Barzani bir kez daha kendisini ABD’nin ihanetine uğramış hissediyor.
Saddam Hüseyin’in Tahran’ın toprak taleplerini kabul etmesi karşılığında İran
Şahı’nın Kürtlere desteği bir anda kesmesinin ardından 1975’te o en yardıma muhtaç
olduğu anda ABD’nin babasını nasıl yalnız bıraktığını hiç unutmadı. Molla
Mustafa Barzani ABD’den yardım istemiş, ancak [Z.T.K. dönemin
Amerikan Dışişleri Bakanı] Henry Kissinger bunu reddetmiş ve Kürt isyanı
böylece çökmüştü. Şimdi oğul Barzani ABD’den yardım istediğinde verilen cevap
bu krizi kendisinin ürettiği şeklinde.
Yakın plandan baktığımızda bu, Haydar el-İbadi için bir zafer gibi
görünüyor. İbadi, ABD’nin 2018 seçimlerini kazanmasını istediği kişi; zira
Washington, bir Irak milliyetçisi olan İbadi’nin “bizim adamımız” olduğuna
ve bir grup Amerikan askerî birliğinin [Z.T.K. IŞİD’le savaşın
ardından] Irak’ta kalmasına izin vereceğine inanıyor.
Ancak daha uzaktan baktığımızda bu aslında İran’ın yeni bir başarısı.
İran, bölgedeki herkese –ABD’nin değil– kendisinin vazgeçilmez bir müttefik
olduğunu gösteriyor.
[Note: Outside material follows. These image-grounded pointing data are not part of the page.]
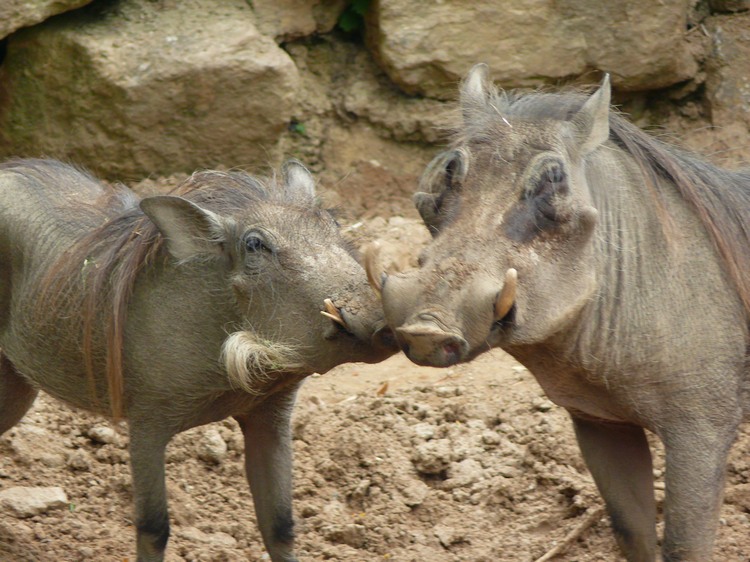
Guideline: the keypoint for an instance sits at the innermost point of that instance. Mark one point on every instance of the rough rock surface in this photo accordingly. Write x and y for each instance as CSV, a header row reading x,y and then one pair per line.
x,y
15,14
147,89
22,502
641,43
728,69
291,19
Irak ve Suriye boyunca uzanan koridorlarını güvence altına
alıyor, sahadaki farklı gruplar arasında arabuluculuk yapıyor, bu arada ABD’nin
alanı giderek daralıyor. Bir kez daha İran kilit bir rol oynuyor, KYB ile Irak
hükümeti arasında bir anlaşmaya varılmasına yardımcı oluyor ve Iraklıları
destekleyen Şii milislere kılavuzluk ediyor. İran’ın bu milislerin varlığını
sürdürmesinden çıkarları çok; bu da herhangi bir Irak başbakanının [Z.T.K.
kuruluş amaçları olan IŞİD’le mücadele bittikten sonra] bu milislerin
seferberlik halini sonlandırıp dağıtmasını giderek zorlaştırıyor. Bu arada
ABD’nin müttefiki olan Türkiye de İran ve Rusya eksenine kayıyor.
Kürdistan için bir çeşit konfederasyon ve Kerkük için özel statü üzerinde
taraflar bir uzlaşmaya varılabilir. Ama bu da arabuluculuğu gerektiriyor. Ve
bunun Amerikalılardan gelmesi pek de mümkün görünmüyor.
Peki, bu niçin bir mesele olsun ki? Çünkü İran’ın çözümü [daha evvel
olduğu gibi] bölgeye istikrar getirmeyecek. Tahran, Amerikan çıkarlarını ve
müttefiklerini hezimete uğratmak için daha uzun bir süre sebat edip direnecek.
Ancak başıboş bırakılan İran ve müttefikleri önünde sonunda İsrail’le kafa
kafaya gelip çarpışacak. İşte o zaman ABD harekete geçmek zorunda kalacak.